Por isso considero correta toda oferta de aconselhamento, todo tipo de apoio financeiro. E ao mesmo tempo me assusto com o número de abortos nesta Alemanha rica e caracterizada pelo bem-estar.
Mas infelizmente não foi isso o que o papa disse desta vez, e sim "matador de aluguel". Isso aliena e magoa, pois se está falando de assassinar, não de matar. E porque Francisco joga a culpa, justamente, nas mulheres que contratam o "matador".
Do ponto de vista da sociedade, desde o fim dos anos 1960 a Igreja Católica perdeu seu peso nas questões de ética sexual. Os motivos são muitos, e ela torna as coisas simples demais para si ao atacar a maligna geração de 68. Pois foi ela mesma a se emparedar na questão do controle natal, através de suas posições extremas.
E as paredes ficaram cada vez mais altas, pois não se parava de colocar novos tijolos, com o melhor cimento, enquanto embaixo a base ia cedendo, tanto com o "não" à contracepção quanto ao condenar a homossexualidade.
E aí chegou alguém e disse: "Quem sou eu para julgá-los?" Assim, Francisco se transformou num outro tipo de papa.

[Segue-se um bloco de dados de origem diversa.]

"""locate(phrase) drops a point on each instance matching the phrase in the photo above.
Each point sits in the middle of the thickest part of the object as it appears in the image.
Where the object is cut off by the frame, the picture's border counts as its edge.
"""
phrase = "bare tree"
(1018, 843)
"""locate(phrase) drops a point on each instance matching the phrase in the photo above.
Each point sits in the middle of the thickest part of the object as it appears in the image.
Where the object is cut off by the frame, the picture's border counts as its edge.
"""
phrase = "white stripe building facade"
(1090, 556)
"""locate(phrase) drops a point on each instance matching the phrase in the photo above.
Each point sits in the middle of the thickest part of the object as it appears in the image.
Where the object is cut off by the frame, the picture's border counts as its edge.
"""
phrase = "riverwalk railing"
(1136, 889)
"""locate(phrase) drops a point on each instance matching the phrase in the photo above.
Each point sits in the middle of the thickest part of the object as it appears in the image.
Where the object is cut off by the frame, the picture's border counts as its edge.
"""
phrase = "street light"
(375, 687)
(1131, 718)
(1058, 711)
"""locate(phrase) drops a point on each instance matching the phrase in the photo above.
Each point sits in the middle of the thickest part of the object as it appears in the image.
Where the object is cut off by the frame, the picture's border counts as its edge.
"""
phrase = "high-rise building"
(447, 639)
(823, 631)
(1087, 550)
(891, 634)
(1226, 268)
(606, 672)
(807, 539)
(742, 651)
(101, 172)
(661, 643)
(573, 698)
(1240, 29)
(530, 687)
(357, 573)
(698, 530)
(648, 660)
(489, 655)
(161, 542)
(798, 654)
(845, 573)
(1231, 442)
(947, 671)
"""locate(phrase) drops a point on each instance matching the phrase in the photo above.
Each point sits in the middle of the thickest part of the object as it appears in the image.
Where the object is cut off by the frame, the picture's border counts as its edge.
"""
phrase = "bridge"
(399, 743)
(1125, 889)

O cineasta alemão Wim Wenders acaba de celebrá-lo em seu belo documentário Papa Francisco: Um homem de palavra. Essas são palavras de magnífica grandeza humana.
E agora, "matador de aluguel". Será que o homem "de palavra" nesse momento tinha a própria linguagem sob controle? Francisco, o grande líder espiritual, mudou, nestes tempos em que a Igreja se encontra sensivelmente na última etapa de uma época. Ele transformou o cargo, mas agora o cargo contra-ataca.
Como se não bastasse, diz essas palavras em meio à crise de abuso sexual na Igreja. Neste momento, o olhar está voltado para as vítimas, e muitas católicas e católicos sofrem com elas, que esperam esclarecimento, justiça, mudanças para que no futuro se evitem tais crimes.
Elas esperam, esperam e esperam por uma nova credibilidade da liderança de sua Igreja. Elas estão iradas porque tantos padres se tornaram agressores, e no entanto alguns bispos dizem que agora "a Igreja" deve mostrar constrição. Não, quem tem que se penitenciar não é a Igreja Católica como um todo, e muito menos as vítimas.
Não, por mais admirável que eu considere esse papa: Francisco, cale-se até segunda ordem, primeiro investigue os crimes e os acobertamentos! E, em vez disso, mostre ao mundo o "Quem sou eu para julgá-los?" Numa época de discursos de ódio e de populismo, de "curtir" e "não curtir", isso já seria muito.